Der Vorsitzende der Arbeitspartei, Matan Vilnai, drohte 2008 den Palästinensern mit einem "größeren Holocaust", falls die Widerstandsgruppen ihre bewaffneten Vergeltungsmaßnahmen gegen Israels verbrecherische Belagerung und gewaltsame Angriffe auf den Gazastreifen nicht einstellen würden. Vor kurzem wurden durch einen Fehler der israelischen Zensoren versehentlich geheime Dokumente enthüllt, in denen Israels erster Premierminister David Ben-Gurion für die "Auslöschung" palästinensischer Dörfer während der Nakba 1948 eintrat und ein Minister seiner ersten Regierung zugab: "Nehmen wir an, dass es in [der ethnisch gesäuberten palästinensischen Stadt] Ramle zu Fällen von Vergewaltigungen kam. Vergewaltigungen kann ich verzeihen, aber andere Taten werde ich nicht verzeihen", wie z. B. das gewaltsame Entfernen von "Schmuck von Frauen". Ben-Gurion, dessen Leitprinzip ein Maximum an Land mit einem Minimum an palästinensischen Arabern war, hat die geplante Kampagne der ethnischen Säuberung eines Großteils der einheimischen Palästinenser*innen angeführt, ein Verbrechen gegen die Menschlichkeit, von dem der derzeitige rechtsextreme israelische Minister für "nationale Sicherheit", Itamar Ben-Gvir, der wegen Unterstützung des Terrorismus verurteilt wurde, nur träumen könnte, dieses auszuführen. Von Ben-Gurion bis Ben-Gvir - die Nakba geht weiter.
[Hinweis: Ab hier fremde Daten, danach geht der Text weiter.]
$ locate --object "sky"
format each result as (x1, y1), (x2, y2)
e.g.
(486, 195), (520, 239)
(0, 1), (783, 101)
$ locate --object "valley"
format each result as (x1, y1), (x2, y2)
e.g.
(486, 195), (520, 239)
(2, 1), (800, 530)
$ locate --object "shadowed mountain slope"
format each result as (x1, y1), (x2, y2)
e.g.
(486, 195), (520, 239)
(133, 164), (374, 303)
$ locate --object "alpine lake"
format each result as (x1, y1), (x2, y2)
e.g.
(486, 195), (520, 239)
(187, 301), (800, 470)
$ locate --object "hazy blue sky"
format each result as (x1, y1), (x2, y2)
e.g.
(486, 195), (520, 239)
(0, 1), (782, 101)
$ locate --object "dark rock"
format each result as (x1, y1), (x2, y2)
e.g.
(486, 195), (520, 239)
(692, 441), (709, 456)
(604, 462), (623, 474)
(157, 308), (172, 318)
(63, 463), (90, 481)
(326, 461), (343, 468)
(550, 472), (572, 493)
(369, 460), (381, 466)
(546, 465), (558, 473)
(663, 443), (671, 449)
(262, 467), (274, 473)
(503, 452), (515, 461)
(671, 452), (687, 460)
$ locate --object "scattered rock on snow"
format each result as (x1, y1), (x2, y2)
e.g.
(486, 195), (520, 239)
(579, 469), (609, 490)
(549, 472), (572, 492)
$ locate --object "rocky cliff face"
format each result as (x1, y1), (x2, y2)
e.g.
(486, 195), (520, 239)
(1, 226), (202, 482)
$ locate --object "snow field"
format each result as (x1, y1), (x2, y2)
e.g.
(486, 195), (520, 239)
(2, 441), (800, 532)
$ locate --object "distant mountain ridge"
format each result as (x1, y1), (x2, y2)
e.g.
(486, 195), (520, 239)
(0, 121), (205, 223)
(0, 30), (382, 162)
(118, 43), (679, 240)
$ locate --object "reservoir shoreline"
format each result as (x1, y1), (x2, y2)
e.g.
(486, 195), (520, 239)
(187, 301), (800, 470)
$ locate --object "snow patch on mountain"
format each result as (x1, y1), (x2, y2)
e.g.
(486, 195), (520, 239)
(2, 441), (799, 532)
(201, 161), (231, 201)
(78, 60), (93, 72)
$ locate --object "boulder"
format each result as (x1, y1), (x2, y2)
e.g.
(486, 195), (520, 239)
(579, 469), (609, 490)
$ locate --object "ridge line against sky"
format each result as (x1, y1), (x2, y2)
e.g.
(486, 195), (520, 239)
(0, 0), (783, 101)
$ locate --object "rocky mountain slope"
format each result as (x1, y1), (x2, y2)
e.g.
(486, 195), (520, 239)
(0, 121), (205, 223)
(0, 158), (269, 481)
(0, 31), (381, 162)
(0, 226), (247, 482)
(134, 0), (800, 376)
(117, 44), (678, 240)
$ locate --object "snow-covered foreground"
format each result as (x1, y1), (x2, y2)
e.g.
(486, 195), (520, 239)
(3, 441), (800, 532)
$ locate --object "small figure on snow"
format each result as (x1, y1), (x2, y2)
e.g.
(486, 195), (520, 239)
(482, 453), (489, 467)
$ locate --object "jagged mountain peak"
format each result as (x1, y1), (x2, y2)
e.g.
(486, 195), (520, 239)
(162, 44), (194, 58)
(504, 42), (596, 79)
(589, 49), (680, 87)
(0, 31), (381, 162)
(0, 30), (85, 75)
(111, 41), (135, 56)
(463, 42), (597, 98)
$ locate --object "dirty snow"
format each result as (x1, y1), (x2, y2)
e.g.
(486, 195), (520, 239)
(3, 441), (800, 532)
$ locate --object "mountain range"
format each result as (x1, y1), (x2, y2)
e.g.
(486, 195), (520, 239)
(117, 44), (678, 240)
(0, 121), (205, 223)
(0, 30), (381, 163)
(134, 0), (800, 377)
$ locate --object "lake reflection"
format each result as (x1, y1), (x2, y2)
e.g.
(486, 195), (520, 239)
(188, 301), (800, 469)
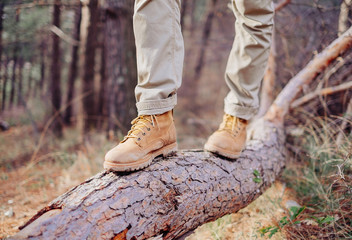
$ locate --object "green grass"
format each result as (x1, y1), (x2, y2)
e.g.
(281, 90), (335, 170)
(282, 116), (352, 239)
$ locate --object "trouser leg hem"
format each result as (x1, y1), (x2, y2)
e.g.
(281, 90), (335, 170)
(137, 94), (177, 115)
(224, 101), (258, 121)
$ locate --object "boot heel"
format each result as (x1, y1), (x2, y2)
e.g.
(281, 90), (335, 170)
(162, 143), (178, 157)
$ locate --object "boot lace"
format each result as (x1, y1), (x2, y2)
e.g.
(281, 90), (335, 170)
(220, 114), (246, 135)
(121, 115), (160, 143)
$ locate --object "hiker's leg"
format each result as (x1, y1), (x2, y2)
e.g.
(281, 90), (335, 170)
(134, 0), (184, 115)
(224, 0), (274, 120)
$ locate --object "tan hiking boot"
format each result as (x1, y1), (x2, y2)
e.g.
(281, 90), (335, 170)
(104, 110), (177, 172)
(204, 114), (248, 159)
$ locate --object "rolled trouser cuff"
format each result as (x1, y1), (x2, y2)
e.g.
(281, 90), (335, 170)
(224, 99), (258, 120)
(136, 94), (177, 115)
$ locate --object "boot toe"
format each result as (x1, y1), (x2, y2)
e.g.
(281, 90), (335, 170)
(205, 131), (233, 150)
(104, 143), (141, 166)
(204, 130), (244, 159)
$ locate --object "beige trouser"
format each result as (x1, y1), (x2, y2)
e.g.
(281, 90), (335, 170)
(134, 0), (274, 120)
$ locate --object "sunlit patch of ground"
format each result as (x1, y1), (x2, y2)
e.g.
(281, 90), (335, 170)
(187, 181), (298, 240)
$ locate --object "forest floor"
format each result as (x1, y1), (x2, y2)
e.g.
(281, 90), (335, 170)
(1, 106), (351, 239)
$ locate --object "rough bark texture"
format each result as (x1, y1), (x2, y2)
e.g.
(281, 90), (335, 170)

Dennoch ist Israels neue rechtsextreme Regierung die rassistischste, fundamentalistischste, korrupteste, autoritärste, sexistischste und am meisten homophobe, die es je gab -  ohne  jegliche Maskerade. Sie stellt eine Eskalation in Israels andauerndem Regime der kolonialen Unterdrückung der einheimischen Palästinenser *innen dar, das seit der Gründung Israels als Siedlerkolonie in Palästina besteht. Gleichzeitig stellt sie mit ihren weitreichenden Plänen für rechtliche, soziale und kulturelle "Reformen", die die jüdische israelische Gesellschaft betreffen, einen potenziell unumkehrbaren Bruch mit dem Status quo dar. Die Ratingagentur Moody's hat bereits die Kreditwürdigkeit Israels herabgestuft, infolge monatelanger wirtschaftlicher Instabilität, beispielloser Umwälzungen im gepriesenen  High-Tech-Sektor und  zunehmender Kapitalflucht. Dies bedeutet für die Verfechter der palästinensischen Rechte weltweit, insbesonders in der BDS-Bewegung, eine noch dringendere Verantwortung und eine Gelegenheit, die es seit 75 Jahren nicht mehr gegeben hat.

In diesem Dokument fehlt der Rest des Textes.